Tanganku lemas, seperti ingin pingsan saja
saat itu juga, namun aku berusaha menutupi rasa terkejut yang luar biasa.
Kemudian terdengar tawa kecil, yang beralih lebih keras. Aku masih melihatnya
dengan kerutan didahiku, kemudian dia duduk di salah satu kursi di ruang kelas.
Aku menyipitkan mata.
“Kamu kenapa? Kok tertawa? Apa ini lucu?”

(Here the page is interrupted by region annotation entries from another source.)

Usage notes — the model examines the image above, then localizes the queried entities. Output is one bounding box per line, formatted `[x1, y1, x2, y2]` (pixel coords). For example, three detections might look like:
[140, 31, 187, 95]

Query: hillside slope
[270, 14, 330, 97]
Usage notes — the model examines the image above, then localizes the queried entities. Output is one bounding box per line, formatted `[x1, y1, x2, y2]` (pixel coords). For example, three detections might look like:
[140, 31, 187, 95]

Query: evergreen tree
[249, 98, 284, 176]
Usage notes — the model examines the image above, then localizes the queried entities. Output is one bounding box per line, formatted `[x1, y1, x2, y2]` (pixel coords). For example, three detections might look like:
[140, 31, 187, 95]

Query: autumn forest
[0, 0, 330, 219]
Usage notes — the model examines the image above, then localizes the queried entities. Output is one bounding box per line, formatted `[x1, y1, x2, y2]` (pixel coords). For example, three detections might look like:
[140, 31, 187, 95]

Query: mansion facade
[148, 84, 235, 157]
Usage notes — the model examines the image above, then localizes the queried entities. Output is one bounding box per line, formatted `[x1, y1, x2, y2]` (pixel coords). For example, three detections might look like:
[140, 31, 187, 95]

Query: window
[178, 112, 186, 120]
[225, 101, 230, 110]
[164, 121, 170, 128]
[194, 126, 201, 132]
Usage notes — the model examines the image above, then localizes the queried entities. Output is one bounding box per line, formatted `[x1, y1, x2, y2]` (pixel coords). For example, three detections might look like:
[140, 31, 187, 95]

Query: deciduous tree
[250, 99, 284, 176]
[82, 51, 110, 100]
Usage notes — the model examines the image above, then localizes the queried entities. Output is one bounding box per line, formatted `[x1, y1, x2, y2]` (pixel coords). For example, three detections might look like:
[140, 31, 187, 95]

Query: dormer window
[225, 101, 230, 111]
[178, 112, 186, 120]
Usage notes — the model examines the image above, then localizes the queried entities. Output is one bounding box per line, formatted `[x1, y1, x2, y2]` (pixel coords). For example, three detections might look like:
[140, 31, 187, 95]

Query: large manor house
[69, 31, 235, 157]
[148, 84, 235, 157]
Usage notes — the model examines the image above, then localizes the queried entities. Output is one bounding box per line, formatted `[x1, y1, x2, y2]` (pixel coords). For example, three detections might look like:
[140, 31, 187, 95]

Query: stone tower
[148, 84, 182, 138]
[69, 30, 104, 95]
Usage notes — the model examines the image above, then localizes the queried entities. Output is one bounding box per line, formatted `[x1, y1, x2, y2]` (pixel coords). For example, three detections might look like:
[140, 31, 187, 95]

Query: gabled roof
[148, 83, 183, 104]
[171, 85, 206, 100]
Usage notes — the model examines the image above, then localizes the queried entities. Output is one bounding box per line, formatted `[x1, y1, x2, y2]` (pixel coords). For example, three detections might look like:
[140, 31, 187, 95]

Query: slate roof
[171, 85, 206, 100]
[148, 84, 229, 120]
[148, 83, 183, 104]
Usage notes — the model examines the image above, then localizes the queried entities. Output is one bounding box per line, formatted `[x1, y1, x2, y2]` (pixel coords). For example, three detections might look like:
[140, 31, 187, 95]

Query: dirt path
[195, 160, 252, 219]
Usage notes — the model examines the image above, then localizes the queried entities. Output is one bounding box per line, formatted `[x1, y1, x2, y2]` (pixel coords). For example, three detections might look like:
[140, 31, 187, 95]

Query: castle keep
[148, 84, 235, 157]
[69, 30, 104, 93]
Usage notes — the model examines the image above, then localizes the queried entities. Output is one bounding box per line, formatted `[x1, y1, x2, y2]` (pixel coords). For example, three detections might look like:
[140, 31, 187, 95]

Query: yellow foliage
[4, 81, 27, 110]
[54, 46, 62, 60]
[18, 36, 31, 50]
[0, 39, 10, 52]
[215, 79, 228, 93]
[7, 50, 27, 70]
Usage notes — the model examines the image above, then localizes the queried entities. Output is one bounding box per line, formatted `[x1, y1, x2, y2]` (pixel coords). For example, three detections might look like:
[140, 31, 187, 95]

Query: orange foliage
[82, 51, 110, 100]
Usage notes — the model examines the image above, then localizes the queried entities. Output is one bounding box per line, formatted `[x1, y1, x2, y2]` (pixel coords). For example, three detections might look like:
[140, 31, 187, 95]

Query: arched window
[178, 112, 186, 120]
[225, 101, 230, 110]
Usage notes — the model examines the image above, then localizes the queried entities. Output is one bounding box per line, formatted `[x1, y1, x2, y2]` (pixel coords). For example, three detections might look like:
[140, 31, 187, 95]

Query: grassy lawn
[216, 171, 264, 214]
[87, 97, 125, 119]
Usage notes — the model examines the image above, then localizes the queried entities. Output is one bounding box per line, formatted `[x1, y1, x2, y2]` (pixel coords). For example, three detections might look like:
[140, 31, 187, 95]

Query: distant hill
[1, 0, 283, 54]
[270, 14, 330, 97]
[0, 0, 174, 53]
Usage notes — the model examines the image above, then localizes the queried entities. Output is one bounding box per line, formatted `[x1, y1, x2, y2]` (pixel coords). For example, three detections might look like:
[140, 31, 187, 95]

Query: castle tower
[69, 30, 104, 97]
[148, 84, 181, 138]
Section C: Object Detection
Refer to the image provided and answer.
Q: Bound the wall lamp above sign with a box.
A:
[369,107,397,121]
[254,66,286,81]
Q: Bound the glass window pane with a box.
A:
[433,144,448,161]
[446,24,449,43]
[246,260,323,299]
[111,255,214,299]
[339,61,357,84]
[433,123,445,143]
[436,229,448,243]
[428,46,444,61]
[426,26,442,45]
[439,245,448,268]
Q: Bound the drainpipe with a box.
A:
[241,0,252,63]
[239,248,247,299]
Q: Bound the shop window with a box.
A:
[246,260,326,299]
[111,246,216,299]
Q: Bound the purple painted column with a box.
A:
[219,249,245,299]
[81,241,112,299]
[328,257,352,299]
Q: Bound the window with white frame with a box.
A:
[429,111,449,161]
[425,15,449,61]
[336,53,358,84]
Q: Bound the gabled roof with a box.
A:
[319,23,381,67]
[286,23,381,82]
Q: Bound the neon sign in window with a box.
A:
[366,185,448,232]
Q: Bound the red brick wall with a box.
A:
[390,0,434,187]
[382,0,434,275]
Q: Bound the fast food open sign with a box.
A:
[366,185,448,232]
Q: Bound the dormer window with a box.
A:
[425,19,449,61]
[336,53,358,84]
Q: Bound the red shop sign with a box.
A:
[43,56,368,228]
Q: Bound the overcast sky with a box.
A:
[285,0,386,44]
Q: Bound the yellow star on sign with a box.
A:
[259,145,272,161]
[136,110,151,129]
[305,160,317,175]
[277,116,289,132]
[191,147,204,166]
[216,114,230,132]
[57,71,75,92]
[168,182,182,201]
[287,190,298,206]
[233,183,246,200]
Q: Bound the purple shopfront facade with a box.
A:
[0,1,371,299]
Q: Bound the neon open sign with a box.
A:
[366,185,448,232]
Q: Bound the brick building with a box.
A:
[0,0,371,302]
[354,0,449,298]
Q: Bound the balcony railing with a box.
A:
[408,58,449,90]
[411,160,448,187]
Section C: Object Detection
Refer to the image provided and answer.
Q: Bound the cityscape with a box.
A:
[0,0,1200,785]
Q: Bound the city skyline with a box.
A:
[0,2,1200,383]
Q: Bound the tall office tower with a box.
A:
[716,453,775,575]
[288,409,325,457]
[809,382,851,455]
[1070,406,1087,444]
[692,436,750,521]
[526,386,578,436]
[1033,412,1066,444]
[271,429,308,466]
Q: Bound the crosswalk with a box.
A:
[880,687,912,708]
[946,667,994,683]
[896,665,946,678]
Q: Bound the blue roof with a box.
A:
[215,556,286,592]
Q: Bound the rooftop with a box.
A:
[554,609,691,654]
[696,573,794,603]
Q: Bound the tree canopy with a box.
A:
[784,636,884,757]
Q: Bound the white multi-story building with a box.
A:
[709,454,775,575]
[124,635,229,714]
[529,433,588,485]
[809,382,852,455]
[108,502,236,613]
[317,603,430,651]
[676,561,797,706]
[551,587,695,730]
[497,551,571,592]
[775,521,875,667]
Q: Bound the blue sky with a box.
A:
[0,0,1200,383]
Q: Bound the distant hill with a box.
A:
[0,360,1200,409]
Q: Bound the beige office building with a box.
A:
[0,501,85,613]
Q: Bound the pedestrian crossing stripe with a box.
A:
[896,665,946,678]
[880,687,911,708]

Tanyaku ketus, dan sedikit malu.
“Iya, kamu lucu.. wajahmu memerah, seperti
habis sauna.” Sahut Kian seolah-olah berpikir.
“Kian, apa yang kamu bilang tadi itu..?”
“Gimana? actingku bagus tidak? Aku ingin ikut
pemilihan aktor drama tahunan di kampusku. Sepertinya menyenangkan!”
Mendengar penjelasannya, aku serasa baru saja
terbang dengan sayap peri Maleficent, dan tiba-tiba dipanah dengan busur besi hingga
jatuh tak berdaya ke tanah. Ternyata itu hanya pura-pura. Aku menarik nafas
sedalam-dalamnya, dan kuhembuskan pelan-pelan. Kalimat yang keluar jelas dari
bibirnya masih terngiang dan menghantui pikiranku. Andai saja itu semua benar.
Pasti hari ini menjadi hari paling bersejarah seumur hidupku.
***
Kami makan malam di luar. Hanya berdua.
Bagiku tidak ada rasa bosan sedikutpun. Kami memilih sebuah cafe di daerah
Dago. Makanan di piring kami sudah tersisa sedikit. Hanya ada makanan pencuci
mulut yang belum kami santap. Aku masih dengan posisiku, berhadapan
dengannya di satu meja. Apa aku harus basa-basi, dan bertanya sesuatu
tentangnya lebih dulu? Bibirku terasa kaku, aku memilih untuk diam saja. Namun,
tiba-tiba suaranya memecah keheningan. Tangannya menopang dagu, sedangkan aku
bersiap-siap untuk menjawab.
“Oh iya nada, kamu suka menulis di blog kan?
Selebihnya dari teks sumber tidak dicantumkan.